He sticks to the back of the group on the way. The town's built on an incline, so they slip and slide their way down a series of hills, in a cloud of exhaled fog. Zuko pulls the hood lower and hunches into the lumpy old coat.

A chain-link fence, padlocked and rusted, keeps them from the beach proper, but Jee finds an unguarded pier over the next hill.

"Just keep off the railing, alright?" he says. "It's too damn cold to go swimming."

They scatter. Zuko leads Toph over to a bench and guides her hands to grip the rail.

"It's all mush," she grouses. "Go do your thing and then come back. My feet can't see on this crappy wood."

Mai stands alone at the end of the pier, off-center, both hands resting on the rail and head bent down to watch the water.

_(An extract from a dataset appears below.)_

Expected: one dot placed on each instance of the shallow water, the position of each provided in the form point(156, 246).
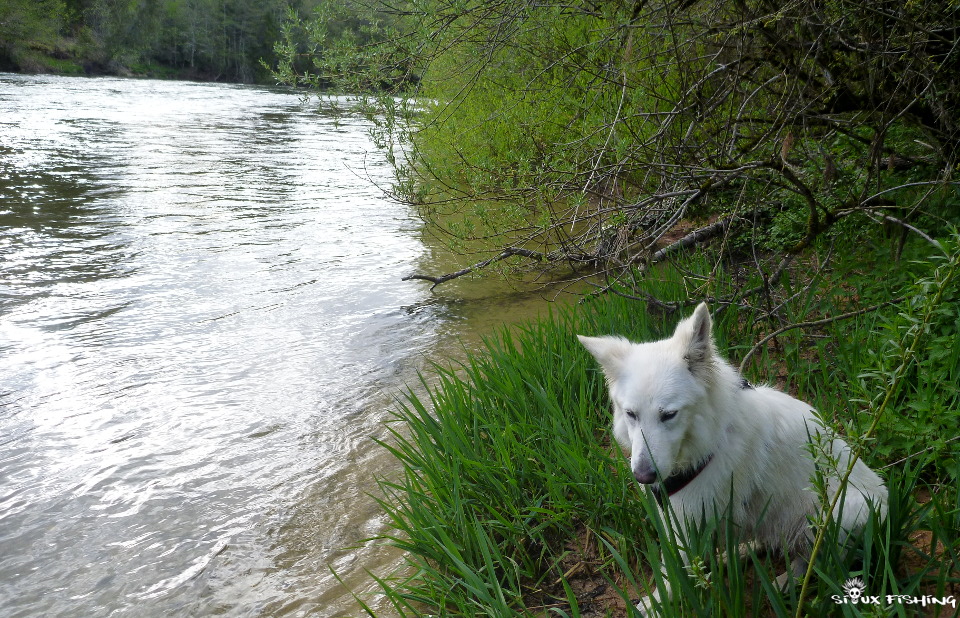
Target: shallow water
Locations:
point(202, 328)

"You, uh, you need a light?"

She answers without turning her head.

"I don't have a cigarette."

"Um, I do?"

She sighs.

"That's nice."

With mittens, he can't get a grip, so he pulls them off with his teeth and fumbles for the pack. Wind puts out the flame three times before she sighs again, leans forward, and cups her hands around the tip.

"So, uh," Zuko coughs, sputtering like a new smoker, "you want one?"

"I guess."

He lights hers tip-to-tip with his, inwardly cursing the suppressors for the millionth time. Mai takes the cigarette and finally looks at him.

"You must be new," she says. "Came in while I was gone."

"No," Zuko says, and his stomach is twisting in knots. "Before they took you away."

"Oh."

She shrugs, flicking ash into the sea.

"I don't remember you."

o.o.o.o.o

Toph holds tight to his arm on the trudge back up hill, lets him sit against the window and braces him in the seat. The bus's grumbling covers any chance someone might hear him crying.

Now he watches for the differences, and it chills him. He wants to grab her and scream in her face remember, remember, remember—but she won't. Mai is an island, apart, and she makes no effort to speak to him again.

She was never anything of a talker except when they were alone, but now she finds quiet corners with her roommate and a little circle of other girls. She never smiles or laughs—her participation seems perfunctory and only in response to Joo Dee's watchful rotation. In group, she answers the occasional question in monotone, and her paintbrush makes shapes of houses and smiling people. She is usually second or third in line for pill time, and she finishes every bite of food at dinner.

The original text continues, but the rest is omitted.